Hoping to counter the effects of aging, older men with low testosterone levels sometimes turn to testosterone replacement therapy. Might this hormone treatment put their cardiovascular health at risk?
THIS STUDY involved 308 men 60 and older (average age, 68) who had lower than normal testosterone levels. They were randomly assigned to use topical testosterone, in gel form, or a placebo gel daily for three years. Dosages were individually calibrated so that the men could attain a testosterone level in the middle of the normal range. Walls of their coronary arteries and the amount of calcium, or plaque, in those arteries were measured periodically to assess the presence or progression of atherosclerosis, sometimes called hardening of the arteries. Testosterone levels increased among the men using the testosterone gel, but no correlation was found between higher testosterone levels and changes in their arteries. Artery changes occurred at essentially the same rate whether the men did or did not use testosterone gel. Also, neither sexual desire and function nor physical functioning nor overall quality of life differed between men who used testosterone supplementation and those who did not.
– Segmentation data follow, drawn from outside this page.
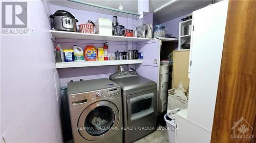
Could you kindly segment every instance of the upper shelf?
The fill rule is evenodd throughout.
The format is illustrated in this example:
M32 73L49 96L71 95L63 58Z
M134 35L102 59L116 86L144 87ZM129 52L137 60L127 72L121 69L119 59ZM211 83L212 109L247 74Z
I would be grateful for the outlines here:
M120 5L120 2L110 2L111 1L110 1L109 2L103 2L102 3L101 1L82 0L51 0L49 1L50 4L53 5L135 19L138 19L140 15L137 13L138 10L136 12L134 10L132 10L134 9L134 8L127 8L124 6L124 9L127 11L119 10L118 8ZM122 6L127 6L127 4L136 4L136 3L135 1L123 1L122 2Z
M122 42L139 42L150 41L151 39L132 37L118 36L102 36L94 34L84 34L78 32L72 32L50 30L53 38L93 40L101 41L113 41Z
M154 38L153 40L158 40L166 42L178 42L179 39L175 38L168 38L168 37L158 37Z

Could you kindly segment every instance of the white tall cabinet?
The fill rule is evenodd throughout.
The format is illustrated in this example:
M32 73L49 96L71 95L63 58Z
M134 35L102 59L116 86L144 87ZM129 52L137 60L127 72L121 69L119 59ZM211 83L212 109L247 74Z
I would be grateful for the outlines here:
M177 142L210 142L228 4L224 0L193 13L188 105L178 113Z

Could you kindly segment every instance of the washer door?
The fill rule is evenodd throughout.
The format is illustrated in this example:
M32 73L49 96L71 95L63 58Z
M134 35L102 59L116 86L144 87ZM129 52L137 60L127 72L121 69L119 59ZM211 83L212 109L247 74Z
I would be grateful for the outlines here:
M99 140L114 131L119 120L119 112L111 102L100 101L87 107L82 112L78 125L80 134L86 139Z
WHO MAY BE AFFECTED? Older men. Levels of testosterone, the key male hormone, decline gradually as men age, usually starting at about age 40. Low testosterone also can occur at any age because of brain, testicle or pituitary gland disorders that cause the testicles to not produce enough of the hormone, a disease called hypogonadism. Testosterone supplementation has increased dramatically in the past decade, often prescribed to ease such symptoms as low sex drive and energy. The Food and Drug Administration has approved testosterone replacement therapy for hypogonadism but not for low testosterone levels that are a normal part of aging.
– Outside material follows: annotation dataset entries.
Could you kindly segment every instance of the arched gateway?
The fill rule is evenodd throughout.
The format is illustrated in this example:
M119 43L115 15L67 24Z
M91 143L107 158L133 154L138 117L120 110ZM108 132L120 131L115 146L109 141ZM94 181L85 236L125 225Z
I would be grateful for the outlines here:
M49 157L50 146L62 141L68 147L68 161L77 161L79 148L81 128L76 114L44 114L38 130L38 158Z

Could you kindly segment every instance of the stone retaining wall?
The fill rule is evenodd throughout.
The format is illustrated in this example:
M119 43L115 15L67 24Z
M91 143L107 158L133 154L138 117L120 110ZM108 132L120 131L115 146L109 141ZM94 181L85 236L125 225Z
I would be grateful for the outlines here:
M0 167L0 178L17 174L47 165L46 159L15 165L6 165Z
CAVEATS Data on sexual function, physical functioning and quality of life came from the men’s responses on questionnaires. The study did not determine the effect of any specific dosage of testosterone supplementation, nor did it test whether using testosterone gel had any effect on such cardiovascular events as heart attack and stroke.
FIND THIS STUDY Aug. 11 issue of JAMA (www.jama.com).
The research described in Quick Study comes from credible, peer-reviewed journals. Nonetheless, conclusive evidence about a treatment's effectiveness is rarely found in a single study. Anyone considering changing or beginning treatment of any kind should consult with a physician.